Jean Creighton has loved astronomy since she began watching the night skies as a child growing up in Greece.
For the past 10 years, she’s been sharing the thrill of learning about stars, planets and other heavenly bodies with thousands of visitors as the director of the University of Wisconsin-Milwaukee’s Manfred Olson Planetarium.
On June 9, the University of Wisconsin System Board of Regents is recognizing her efforts with the 2017 Regents Academic Staff Excellence Award during its meeting in Milwaukee.
“It is very exciting to get recognized at a system level,” Creighton said.
As director of the planetarium for the past 10 years, Creighton has increased attendance to more than 10,000 annually. Last year, 13,000 visitors came to the planetarium’s school and group programs and regular shows including AstroBreaks, Friday Night Shows, Stargazing and other special events, such as watching a solar eclipse (Aug. 21). She has also developed new programs in collaboration with other departments, and community organizations. Last year alone, she gave 350 presentations.
She sees her role as an educator and communicator about science and astronomy.
“I’m really excited to share my knowledge with people, but I think a lot about how to deliver the content so it’s understandable and exciting at the same time, without dumbing it down. I think there’s a very fine balance in giving people the elegance of the idea without bogging them down with details.”
“Her efforts have moved the Manfred Olson Planetarium from an underutilized campus resource to a hub of activity that touches people across the campus, the city and the region,” said Patrick Brady, physics professor at UWM.

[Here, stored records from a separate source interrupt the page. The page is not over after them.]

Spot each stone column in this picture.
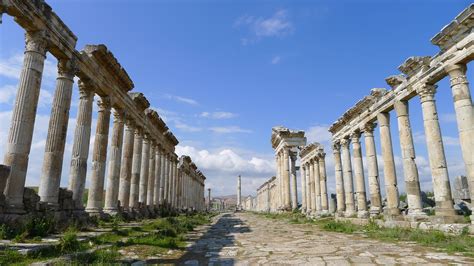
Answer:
[4,32,47,213]
[237,175,242,210]
[146,141,156,207]
[341,139,355,217]
[138,133,151,206]
[153,148,161,208]
[377,113,400,216]
[283,147,291,211]
[319,152,329,213]
[300,165,306,213]
[312,157,321,215]
[416,84,455,222]
[68,80,94,209]
[129,127,143,209]
[38,59,75,209]
[446,64,474,223]
[119,120,135,211]
[395,101,426,220]
[104,109,124,213]
[364,122,382,216]
[86,97,111,213]
[290,154,298,210]
[160,150,166,205]
[332,140,346,216]
[351,131,369,218]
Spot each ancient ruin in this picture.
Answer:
[0,0,206,224]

Beyond introducing thousands of young students to astronomy, Creighton’s work has benefited the department and the university in a number of ways, said Prasenjit Guptasarma, chair of the Physics Department.
“Just to have a planetarium on campus that is run by a PhD astrophysicist makes a difference,” Guptasarma said. “She can answer high-level questions from knowledgeable adults about current exploration and discovery in the field.”
A successful planetarium is a critical component of UWM’s successful research enterprise because the broader impact of research on the community has become increasingly important to funding agencies, he added.
“The most important mission of our planetarium is education and outreach. Jean has put an enormous amount of work and time into making that happen,” Guptasarma said.
A change in career path
Creighton’s original career plan was to become a researcher and professor. A career counselor told her she needed better eyesight to become an astronomer, so she studied physics at the University of Athens, earned a master’s degree from Saint Mary’s University in Halifax, Nova Scotia, and a doctorate in astrophysics from the University of Waterloo in Ontario, Canada. After doing post-doctoral research on star formation at Caltech, she began teaching astronomy at UWM in 1999.
When asked to serve as the planetarium’s interim director, she was initially reluctant, she said. But when she started interacting with the public and school groups, she found she really enjoyed the work. “I thought this is what I am made to do and this is what I should be doing. So, I was thrilled when the department unanimously selected me.”
She credits a hardworking, talented team of students who provide help with publicity, programs, school groups and events for the planetarium’s continued growth and success. “I couldn’t do what I’m doing without the help of my staff. As a team, we work together and continuously consider how to improve everything we do.”
Creighton has many goals for the planetarium’s future. Her plan is to increase attendance to 20,000 annually by 2022 and increase the number of programs being done in collaboration with campus and community groups.
Right now, for example, she is working with Robin Mello, assistant professor of theater, to develop a play, “The Sun’s Disappearing Act,” around the solar eclipse that emphasizes science, history and culture. That type of collaboration is a unique aspect to being on a university campus. “You have all these experts on all these fields in close proximity,” she said.
A smaller but important initiative is to set up systems so people can order tickets in advance. “Some people drive a good distance to be here, and you can’t do that if you aren’t sure you’re going to get a ticket. That will be a real boost to us,” Creighton said.
Also on the drawing board: improvements to the equipment and location for the Stargazing programs, scholarships for those hardworking student helpers and, maybe eventually, a new building to accommodate more visitors.
Meanwhile, she’ll keep bringing the joys of space to adults and children.
“I just had a school group today and one of the kids at the end raised his hand and said, ‘I don’t have a question. I just want to say this was a really awesome experience.’”
The more urban our lives become and the more light pollution we live with, the fewer people who get to experience a really dark night sky, Creighton said.
“To bring people that opportunity — to get people excited about space — is a big privilege I have. I can’t imagine a better job.”